Agricultural Bank of China president Zhang Yun said on August 26 the lender will "unswervingly support and strictly implement" any pay cuts, a position echoed by the leaders of other state-run banks.
The pay-cut plans come as the government pledges to improve incentives at SOEs, reduce state ownership and hire top executives from outside government.
Bank of Communications, the Shanghai-based lender partly owned by HSBC, says it wants to be the first to introduce stock incentives when China lifts a ban imposed in 2008.
Richard Cao, a Shenzhen-based analyst at Guotai Junan Securities, is doubtful of the impact of such a measure. "It's unrealistic to expect employee stock incentives to offer any meaningful lift to bankers' pay levels," he says. "That would run against the government's campaign to limit excessive pay at SOEs and promote fairness amid public discontent."
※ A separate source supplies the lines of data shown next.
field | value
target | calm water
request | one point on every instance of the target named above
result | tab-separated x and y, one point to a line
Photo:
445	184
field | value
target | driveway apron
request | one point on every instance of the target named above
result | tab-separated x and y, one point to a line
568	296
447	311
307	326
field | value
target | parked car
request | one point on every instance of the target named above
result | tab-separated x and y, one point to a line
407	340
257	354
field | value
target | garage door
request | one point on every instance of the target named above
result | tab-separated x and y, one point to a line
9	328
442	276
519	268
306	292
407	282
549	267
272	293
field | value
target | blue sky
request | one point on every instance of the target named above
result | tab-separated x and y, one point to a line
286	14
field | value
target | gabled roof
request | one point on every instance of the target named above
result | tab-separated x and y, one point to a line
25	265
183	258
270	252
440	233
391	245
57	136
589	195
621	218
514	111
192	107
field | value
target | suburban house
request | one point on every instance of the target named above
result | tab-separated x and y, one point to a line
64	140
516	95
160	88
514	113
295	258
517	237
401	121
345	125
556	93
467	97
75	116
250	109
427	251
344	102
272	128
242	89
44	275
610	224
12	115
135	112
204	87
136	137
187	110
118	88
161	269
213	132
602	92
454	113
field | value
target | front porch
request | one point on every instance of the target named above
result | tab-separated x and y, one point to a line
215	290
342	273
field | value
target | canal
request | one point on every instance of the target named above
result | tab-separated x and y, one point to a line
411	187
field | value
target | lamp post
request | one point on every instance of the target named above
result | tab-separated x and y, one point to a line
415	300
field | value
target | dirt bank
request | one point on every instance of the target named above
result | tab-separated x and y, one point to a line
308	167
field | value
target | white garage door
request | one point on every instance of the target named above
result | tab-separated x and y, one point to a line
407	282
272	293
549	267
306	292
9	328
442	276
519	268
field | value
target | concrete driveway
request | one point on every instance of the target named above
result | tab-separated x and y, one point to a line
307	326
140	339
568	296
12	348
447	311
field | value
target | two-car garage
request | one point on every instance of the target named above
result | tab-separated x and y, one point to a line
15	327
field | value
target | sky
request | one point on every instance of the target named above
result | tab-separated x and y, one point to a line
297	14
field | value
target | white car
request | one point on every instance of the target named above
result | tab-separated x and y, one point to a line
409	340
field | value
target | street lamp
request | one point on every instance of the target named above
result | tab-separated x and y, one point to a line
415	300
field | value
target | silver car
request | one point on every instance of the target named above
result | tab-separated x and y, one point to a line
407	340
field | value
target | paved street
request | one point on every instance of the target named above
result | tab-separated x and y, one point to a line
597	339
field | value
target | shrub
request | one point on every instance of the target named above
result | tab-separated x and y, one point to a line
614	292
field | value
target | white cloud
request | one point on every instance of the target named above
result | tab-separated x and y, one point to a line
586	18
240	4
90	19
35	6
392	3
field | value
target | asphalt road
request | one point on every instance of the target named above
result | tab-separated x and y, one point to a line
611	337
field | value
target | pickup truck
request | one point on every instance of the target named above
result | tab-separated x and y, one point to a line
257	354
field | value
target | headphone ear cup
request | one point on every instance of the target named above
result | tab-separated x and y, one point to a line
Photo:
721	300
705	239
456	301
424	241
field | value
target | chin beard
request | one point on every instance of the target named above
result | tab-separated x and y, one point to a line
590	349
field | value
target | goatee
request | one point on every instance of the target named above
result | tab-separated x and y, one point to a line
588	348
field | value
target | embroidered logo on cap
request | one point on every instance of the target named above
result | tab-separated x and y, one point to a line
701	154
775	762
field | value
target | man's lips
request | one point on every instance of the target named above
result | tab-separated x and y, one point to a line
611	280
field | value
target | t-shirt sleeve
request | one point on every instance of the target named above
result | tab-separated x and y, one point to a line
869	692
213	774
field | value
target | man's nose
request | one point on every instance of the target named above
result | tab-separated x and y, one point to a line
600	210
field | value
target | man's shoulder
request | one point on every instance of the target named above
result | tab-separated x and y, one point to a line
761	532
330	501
Since the global financial crisis, regulators around the world have wrestled with how to align bankers' pay with the long-term interests of shareholders, depositors and other stakeholders to discourage excessive risk-taking. The European Union has capped bonuses at twice fixed pay, a limit Britain is challenging in court. In July, US President Barack Obama said banks "take big risks because the profit incentive and the bonus incentive are there for them".
The number of staff to be affected by pay cuts isn't clear. China Construction Bank, the world's third-largest bank by assets, says salary reform involves only high-level executives who are political appointees installed by the Communist Party.
Still, reductions at the top threaten to have a chilling effect on the pay of more junior managers, according to Cao.
Shih says that may lead mid-level executives who have opportunities at non-government-controlled banks or Hong Kong lenders to think twice about taking or staying in jobs at big SOEs.
"I know people who have turned down a job in a state-owned bank because they say, 'If I want to make a living honestly, the pay is too low'," Shih says. "Of course, if you engage in corruption then the pay can be quite high, but there are a lot of risks in doing that."